Monday, November 29, 2021

Microstory 1766: Pisces

I’m the best scuba diver in the world, which is saying a lot, because I was afraid of it when I was a kid, and I come from a family of masters. I’ve since surpassed all others in skills and experience. I can venture to the deepest parts of the ocean that are humanly possible to survive. I can use any kind of tank, and complete any task. Today, I’m about to set the record for the deepest dive ever, and cement myself as one of the absolute best in history. I’ve already passed the last record, but I’m not satisfied with that. I have to get to 600 meters. No one will try that depth after me without a submarine. I check my watch. I had to have it specially made to survive these pressures too, and so far, it’s done me well. I’m at 570 meters, and so pleased with myself. No one has ever seen what I’m seeing right now. Of course, like I said, submarines can descend this far, but they haven’t, not around here. My cousins are going to be so jealous, I can’t wait to run it in their faces. None of them thought that I would make it, and I’ve yet to prove them wrong. It’s not really the deepest dive if I die down here, is it? Maybe they’ll still count it, and sing songs of my brave and tragic end. I keep going: 580, 590, and...600 meters! I reached my goal. If I stay too long, I really will die, though, so I immediately prepare to ascend. Then something catches my eye. It’s a fish. No, it’s two fish. Wow, it’s an entire school. There’s something strange about this species, but I can’t put my finger on it. Oh, yeah, they’re swimming in pairs.
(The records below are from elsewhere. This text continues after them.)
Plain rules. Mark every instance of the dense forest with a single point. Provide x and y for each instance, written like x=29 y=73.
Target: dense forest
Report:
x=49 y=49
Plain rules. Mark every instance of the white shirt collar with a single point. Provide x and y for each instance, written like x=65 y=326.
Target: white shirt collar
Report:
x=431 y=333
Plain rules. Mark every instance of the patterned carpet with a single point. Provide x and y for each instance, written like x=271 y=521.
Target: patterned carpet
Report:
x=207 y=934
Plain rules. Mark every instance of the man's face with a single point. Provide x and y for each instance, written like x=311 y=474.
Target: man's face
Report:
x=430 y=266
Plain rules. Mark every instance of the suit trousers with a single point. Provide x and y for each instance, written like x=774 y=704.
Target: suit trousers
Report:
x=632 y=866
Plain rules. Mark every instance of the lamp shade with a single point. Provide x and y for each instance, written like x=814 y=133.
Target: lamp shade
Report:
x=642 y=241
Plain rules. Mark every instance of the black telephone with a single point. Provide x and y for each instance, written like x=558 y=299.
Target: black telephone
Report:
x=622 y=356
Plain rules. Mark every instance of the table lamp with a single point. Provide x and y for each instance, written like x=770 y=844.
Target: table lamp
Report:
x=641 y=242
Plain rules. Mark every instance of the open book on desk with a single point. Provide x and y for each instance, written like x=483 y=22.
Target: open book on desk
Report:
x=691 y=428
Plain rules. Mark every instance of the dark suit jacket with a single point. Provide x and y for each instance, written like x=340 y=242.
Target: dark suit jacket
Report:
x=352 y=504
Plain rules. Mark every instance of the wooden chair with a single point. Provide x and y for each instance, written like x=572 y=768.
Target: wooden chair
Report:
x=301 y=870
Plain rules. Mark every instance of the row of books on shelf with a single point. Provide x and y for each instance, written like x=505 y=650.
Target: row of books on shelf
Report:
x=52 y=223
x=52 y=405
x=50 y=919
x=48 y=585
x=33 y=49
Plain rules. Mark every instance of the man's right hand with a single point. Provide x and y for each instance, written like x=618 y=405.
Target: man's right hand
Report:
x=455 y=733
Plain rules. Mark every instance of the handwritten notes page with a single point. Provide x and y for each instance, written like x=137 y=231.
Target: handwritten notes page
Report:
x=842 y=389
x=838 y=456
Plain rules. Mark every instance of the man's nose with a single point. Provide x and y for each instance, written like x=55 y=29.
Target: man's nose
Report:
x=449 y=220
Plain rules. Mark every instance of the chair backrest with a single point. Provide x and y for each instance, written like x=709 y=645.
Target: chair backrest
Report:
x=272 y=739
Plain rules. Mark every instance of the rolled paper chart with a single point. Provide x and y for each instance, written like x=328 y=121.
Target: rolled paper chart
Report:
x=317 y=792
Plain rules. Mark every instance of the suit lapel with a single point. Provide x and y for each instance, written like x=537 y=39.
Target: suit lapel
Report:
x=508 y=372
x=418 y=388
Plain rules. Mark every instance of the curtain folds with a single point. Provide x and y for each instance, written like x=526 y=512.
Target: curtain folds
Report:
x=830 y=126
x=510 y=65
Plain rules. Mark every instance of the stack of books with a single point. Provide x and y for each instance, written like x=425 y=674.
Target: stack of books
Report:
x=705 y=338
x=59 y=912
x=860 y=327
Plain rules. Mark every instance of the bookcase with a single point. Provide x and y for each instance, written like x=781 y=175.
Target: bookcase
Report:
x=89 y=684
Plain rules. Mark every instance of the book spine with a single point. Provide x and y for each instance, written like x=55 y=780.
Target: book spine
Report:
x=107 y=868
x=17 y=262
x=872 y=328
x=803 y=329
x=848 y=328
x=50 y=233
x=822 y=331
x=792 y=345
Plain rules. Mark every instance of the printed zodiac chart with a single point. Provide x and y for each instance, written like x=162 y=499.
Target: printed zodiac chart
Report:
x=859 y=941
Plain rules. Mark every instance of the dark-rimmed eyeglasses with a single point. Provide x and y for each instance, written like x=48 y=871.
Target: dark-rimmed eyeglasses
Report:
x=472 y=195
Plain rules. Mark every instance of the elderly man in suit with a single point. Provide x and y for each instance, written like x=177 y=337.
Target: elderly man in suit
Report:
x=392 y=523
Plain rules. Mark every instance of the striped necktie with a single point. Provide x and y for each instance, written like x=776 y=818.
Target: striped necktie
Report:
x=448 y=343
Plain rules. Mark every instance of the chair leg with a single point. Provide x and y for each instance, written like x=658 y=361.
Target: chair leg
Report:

These fish are exhibiting behavior that I’ve never heard of. I’m no ichthyologist, but I know what species live around here, and this ain’t one of them. Every single fish is paired up with another, face to tail. They’re swimming in circles around each other, or more appropriately, around some mutual barycenter between them. Since they’re not going straight, the only reason they go anywhere is because the spin isn’t constant. They nudge themselves in one direction, like propellers. Why the heck are they doing that? Is there some sort of evolutionary advantage to spinning? Perhaps it has more to do with the pairs, and less to do with the way that they swim. I obviously have to take photographs and video of this phenomenon. If I’ve discovered a new species, it will only make me more famous, which is kind of what I’m going for here. I don’t even have to survive. The footage is being automatically beamed back up to the boat. There’s no way for me to communicate with them directly, but I can.imagine my mother urging me to begin the ascension process. It’s going to take an extremely long time, and the extra tanks they left hanging for me at my stop intervals won’t be enough if I don’t maintain my schedule, not to mention the risk of getting bent. I’m about to let it go, and save myself when the fish change behaviors. They stay in their paired circles, but also begin to circle me. They’re aware of me, but probably aren’t sure if I’m a predator. I’m amazed but frightened, but the latter grows faster once they start biting at my equipment. They tear off the straps, and cut the breathing tubes. Welp, I guess I really am gonna die. Except I don’t. I suddenly stop feeling the intense pressure, the freezing cold, and the need to breathe. They’ve somehow transformed me into one of them, and once I realize what an amazing gift this is, I all but forget about my past life as a human, and together...we dive deeper.